The result was summarized with the load-line displacement diagram, where information such as the peak load, load-line displacement, stiffness, and the work of fracture were obtained and analyzed to determine the influence of the geogrid. In summary, even though it is known that the test conducted under simple support is not a real condition for an asphalt mixture layer, it permits the quantification of the effect of the geogrid as part of the layer. In terms of the peak load, the use of the geogrid increased this magnitude by 140%. This increase was not so important when the test was conducted on the granular base support. Although the magnitude increased between 1073.4% and 1579.3% due to the support provided by the granular material, an increment resulting from the geogrid was 69%, just because the reinforcement did not work at its maximum capacity.
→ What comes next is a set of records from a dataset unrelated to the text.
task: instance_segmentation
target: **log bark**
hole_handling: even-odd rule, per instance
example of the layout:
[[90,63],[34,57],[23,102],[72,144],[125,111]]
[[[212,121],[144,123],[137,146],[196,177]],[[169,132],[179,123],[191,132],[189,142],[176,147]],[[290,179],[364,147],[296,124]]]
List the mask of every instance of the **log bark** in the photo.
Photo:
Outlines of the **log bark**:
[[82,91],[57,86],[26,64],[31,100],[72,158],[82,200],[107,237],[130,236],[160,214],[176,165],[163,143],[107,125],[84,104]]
Regarding the load-line displacement, the use of the reinforcement caused the sample to develop a more significant deformation without failure. It is noteworthy that rutting is an aspect that depends on the asphalt properties, the mixture design method, and the support condition. However, the geogrid reduced the displacement growth rate, meaning that at the same load, the reinforced test sample developed less deformation than the test sample without reinforcement. Thus, the use of a geogrid helps to extend and lengthen the time of appearance of permanent deformation.

The reinforced samples proved to have a greater stiffness, that is, under the same level of deformation, the samples managed to develop a greater load. In addition, they also gained ductility, since these samples managed to develop greater deformations for failure to occur. In this way, it can be evidenced that the use of the geogrid as a reinforcement element in asphalt layers brings a double benefit since it withstands greater magnitudes of load and, at the same time, increases the deformation developed, or, based on what has been previously mentioned, delays the appearance of rutting problems. In conclusion, it increases the ability to absorb energy before breaking (work of fracture), delaying damage to the structure.

To conclude, the results demonstrated the use of a geogrid as a reinforcement of asphalt mixture layers and hence its mechanical performance. To continue extending this knowledge, it is important evaluate the mechanical behavior under dynamic loads of these large-scale samples.